November 16, 2015

NoSQL as a Service (intro)

TL;DR: Introduction to the Orchestrate.io DBaaS

In the good ol’ Enterprise days, when you wanted to POC a new application or service, you would fill out the paperwork and, if you were a favorite son, have a new server to play with in just 5 months.

Then private virtualization came to the Enterprise and you could get a new VM in about a month.

Then, your company committed to valuing Business Agility and paid for a place in the public cloud, providing accounts in AWS, Google, Azure, Rackspace, CenturyLink Cloud, etc. Now, you can have an idea in the morning, provision some VMs in a few minutes, and start playing with that idea immediately.

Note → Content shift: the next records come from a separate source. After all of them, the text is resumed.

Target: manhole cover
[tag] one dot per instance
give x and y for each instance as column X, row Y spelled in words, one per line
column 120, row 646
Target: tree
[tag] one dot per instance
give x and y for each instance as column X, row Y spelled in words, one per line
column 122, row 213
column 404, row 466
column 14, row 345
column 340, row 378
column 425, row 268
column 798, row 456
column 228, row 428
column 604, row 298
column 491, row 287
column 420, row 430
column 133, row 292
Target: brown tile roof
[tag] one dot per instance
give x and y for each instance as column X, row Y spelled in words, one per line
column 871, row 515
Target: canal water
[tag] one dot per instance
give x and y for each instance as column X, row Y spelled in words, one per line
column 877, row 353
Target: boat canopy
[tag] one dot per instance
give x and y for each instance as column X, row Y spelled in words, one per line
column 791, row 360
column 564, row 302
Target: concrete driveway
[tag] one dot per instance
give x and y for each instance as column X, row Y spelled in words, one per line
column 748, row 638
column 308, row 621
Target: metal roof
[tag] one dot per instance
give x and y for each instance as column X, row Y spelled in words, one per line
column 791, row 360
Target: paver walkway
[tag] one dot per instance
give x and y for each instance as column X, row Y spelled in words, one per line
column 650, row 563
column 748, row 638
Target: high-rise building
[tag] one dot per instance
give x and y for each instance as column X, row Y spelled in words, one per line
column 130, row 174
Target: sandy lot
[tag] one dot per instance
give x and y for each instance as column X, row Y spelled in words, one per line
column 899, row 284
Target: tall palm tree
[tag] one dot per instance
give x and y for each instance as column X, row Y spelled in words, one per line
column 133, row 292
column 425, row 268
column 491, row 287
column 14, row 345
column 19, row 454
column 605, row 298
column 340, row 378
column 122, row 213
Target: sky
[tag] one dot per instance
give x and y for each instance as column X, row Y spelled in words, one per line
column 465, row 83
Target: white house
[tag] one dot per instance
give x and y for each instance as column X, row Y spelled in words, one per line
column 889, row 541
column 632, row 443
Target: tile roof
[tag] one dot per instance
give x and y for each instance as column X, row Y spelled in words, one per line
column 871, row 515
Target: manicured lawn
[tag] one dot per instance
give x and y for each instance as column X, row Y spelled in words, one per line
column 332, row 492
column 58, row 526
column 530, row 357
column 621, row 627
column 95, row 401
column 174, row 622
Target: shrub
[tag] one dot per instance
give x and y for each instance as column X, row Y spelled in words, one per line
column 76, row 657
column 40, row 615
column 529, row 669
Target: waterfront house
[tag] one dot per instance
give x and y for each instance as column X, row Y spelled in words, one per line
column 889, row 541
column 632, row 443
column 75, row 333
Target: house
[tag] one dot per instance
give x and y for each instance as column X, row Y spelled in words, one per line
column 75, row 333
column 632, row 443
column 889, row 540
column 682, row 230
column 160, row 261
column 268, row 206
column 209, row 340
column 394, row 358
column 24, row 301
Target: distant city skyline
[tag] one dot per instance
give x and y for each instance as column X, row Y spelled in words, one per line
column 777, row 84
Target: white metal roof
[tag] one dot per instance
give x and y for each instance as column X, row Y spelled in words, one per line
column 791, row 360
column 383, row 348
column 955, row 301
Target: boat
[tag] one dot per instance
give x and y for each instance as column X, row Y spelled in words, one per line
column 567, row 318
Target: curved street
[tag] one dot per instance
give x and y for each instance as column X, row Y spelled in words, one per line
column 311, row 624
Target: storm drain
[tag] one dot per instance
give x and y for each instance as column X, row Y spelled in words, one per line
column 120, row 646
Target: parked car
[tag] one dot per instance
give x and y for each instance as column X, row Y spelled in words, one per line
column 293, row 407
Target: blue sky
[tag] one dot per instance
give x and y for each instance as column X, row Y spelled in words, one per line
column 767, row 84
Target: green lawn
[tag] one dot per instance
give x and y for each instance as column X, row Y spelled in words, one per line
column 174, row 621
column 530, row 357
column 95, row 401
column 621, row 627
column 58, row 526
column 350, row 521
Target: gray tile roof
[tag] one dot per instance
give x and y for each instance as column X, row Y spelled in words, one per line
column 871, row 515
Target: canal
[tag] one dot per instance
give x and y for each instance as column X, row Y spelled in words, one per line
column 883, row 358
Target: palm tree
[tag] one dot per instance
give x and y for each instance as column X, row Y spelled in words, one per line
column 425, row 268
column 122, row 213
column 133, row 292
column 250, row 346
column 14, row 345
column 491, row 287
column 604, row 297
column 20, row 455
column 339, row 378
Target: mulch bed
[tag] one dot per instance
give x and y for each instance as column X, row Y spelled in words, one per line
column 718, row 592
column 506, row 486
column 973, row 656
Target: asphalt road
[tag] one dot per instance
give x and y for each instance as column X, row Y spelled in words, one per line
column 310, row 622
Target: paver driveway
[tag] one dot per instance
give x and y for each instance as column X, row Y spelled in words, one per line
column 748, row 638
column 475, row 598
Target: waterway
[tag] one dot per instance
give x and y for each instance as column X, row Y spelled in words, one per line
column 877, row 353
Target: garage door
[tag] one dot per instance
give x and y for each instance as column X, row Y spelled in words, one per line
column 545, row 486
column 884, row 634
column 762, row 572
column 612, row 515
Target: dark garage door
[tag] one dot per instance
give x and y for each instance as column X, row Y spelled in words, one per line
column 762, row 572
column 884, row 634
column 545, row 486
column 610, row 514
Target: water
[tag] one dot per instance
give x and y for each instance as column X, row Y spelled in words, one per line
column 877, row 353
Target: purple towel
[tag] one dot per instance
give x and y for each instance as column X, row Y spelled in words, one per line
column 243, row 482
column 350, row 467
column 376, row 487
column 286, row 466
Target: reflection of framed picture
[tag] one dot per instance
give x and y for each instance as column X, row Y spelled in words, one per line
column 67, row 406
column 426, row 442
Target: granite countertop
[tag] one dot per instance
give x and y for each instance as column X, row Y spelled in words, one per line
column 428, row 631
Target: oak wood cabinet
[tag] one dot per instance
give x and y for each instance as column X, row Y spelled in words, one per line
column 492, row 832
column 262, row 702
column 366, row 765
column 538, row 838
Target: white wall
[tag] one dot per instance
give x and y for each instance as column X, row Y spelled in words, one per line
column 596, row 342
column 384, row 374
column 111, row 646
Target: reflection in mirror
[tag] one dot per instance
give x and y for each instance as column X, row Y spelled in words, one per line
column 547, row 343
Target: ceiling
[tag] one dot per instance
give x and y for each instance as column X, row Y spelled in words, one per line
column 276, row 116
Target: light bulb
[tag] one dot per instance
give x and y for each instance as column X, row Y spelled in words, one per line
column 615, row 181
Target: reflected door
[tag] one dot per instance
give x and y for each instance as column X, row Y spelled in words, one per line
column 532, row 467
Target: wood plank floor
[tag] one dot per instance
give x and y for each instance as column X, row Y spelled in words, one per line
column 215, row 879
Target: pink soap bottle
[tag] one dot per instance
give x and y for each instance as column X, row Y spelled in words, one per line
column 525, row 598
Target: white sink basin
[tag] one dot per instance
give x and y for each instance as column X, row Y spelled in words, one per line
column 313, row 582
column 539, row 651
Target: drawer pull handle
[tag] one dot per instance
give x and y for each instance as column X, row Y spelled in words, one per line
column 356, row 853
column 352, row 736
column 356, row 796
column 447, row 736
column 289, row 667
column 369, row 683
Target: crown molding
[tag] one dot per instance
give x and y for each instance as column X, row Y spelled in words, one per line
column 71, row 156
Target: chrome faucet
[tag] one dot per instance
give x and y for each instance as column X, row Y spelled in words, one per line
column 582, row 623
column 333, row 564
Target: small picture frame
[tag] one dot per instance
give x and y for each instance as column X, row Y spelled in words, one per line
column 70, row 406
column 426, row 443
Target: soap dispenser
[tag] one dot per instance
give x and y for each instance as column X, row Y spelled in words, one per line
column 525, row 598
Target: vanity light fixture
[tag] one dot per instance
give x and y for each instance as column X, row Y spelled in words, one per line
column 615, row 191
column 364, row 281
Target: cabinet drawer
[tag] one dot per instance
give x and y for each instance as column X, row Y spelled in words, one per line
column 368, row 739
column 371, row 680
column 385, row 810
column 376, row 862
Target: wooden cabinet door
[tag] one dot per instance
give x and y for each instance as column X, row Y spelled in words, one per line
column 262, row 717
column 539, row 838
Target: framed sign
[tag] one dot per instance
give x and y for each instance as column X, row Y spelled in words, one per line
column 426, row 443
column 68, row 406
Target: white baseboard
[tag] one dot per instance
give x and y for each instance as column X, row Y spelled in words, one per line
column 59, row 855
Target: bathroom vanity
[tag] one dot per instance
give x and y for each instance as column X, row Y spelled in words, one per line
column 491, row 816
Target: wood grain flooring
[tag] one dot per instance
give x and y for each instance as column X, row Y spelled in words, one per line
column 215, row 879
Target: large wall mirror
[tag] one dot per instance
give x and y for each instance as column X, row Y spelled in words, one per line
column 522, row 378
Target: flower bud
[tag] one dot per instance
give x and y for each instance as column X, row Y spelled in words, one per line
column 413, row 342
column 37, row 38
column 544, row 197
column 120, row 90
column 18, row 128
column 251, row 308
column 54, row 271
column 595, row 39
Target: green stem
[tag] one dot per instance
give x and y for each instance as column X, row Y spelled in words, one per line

I’m greedy. What’s next? How can I get my POC in front of people even faster?

Data stores are the cornerstone of every application/service … What if I could just skip database deployment and configuration, have a simplified admin, and just start using it?

That’s the promise of a DBaaS like Orchestrate.io which provides much of the common NoSQL functionality over a ReST API. Most importantly, it provides a free pricing tier - perfect for this experiment.

I want to see what one of these services can do, how easy they are to work with, and how it can fit into my developer toolbox. In this article, I am going to scour the docs, pick out what I find interesting, and try to produce a concise, yet meaningful overview. Future articles will explore the API over some common uses.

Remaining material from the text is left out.